I get cold chills every time I read another national report or another proposal for "improvement." These are all prepared by people who are so far removed from the classroom that they don't have the foggiest notion about the realities of our schools.
How much battering can teachers take before we all throw up our hands in desperation and leave the profession?
Richard L. Tyson Mercersburg, Pa.
The National Assessment of Educational Progress and the U.S. Education Department are investigating what they call an "anomaly" in the results of naep's 1986 reading test ("Drop in Scores On Reading Test Baffles Experts," Jan. 20, 1988).
I hope this development will help people understand that using only test results as the means of measuring the success or failure of schools may be the greatest "anomaly" of all.
Shirley A. McFaul Chairperson Education Department Lewis University Romeoville, Ill.
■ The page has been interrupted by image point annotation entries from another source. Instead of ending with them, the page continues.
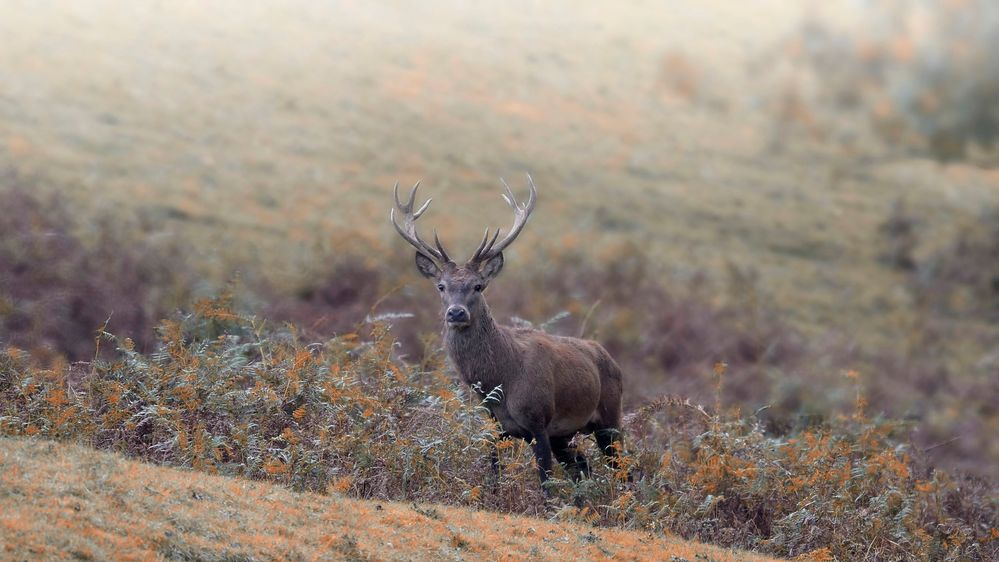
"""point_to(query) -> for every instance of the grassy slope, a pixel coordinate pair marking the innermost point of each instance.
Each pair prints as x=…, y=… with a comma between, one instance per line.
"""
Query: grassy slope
x=60, y=501
x=273, y=130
In the Jan. 13 Commentary section, you invited a number of educators, analysts, and policymakers to propose initiatives of high priority for the federal government's role in education ("Priorities for the Next Administration").
This is a timely idea in this election year. What astounded me was that of the 13 respondents, only one was a woman: Mary Hatwood Futrell, president of the National Education Association.
This ratio in no way reflects the population in general or the key role women play at all levels of the educational process.
The male participants included two professors, an assistant superintendent, and a teacher. Surely you don't believe that there aren't many capable and insightful women in all those roles and other leadership positions who might have been considered, do you?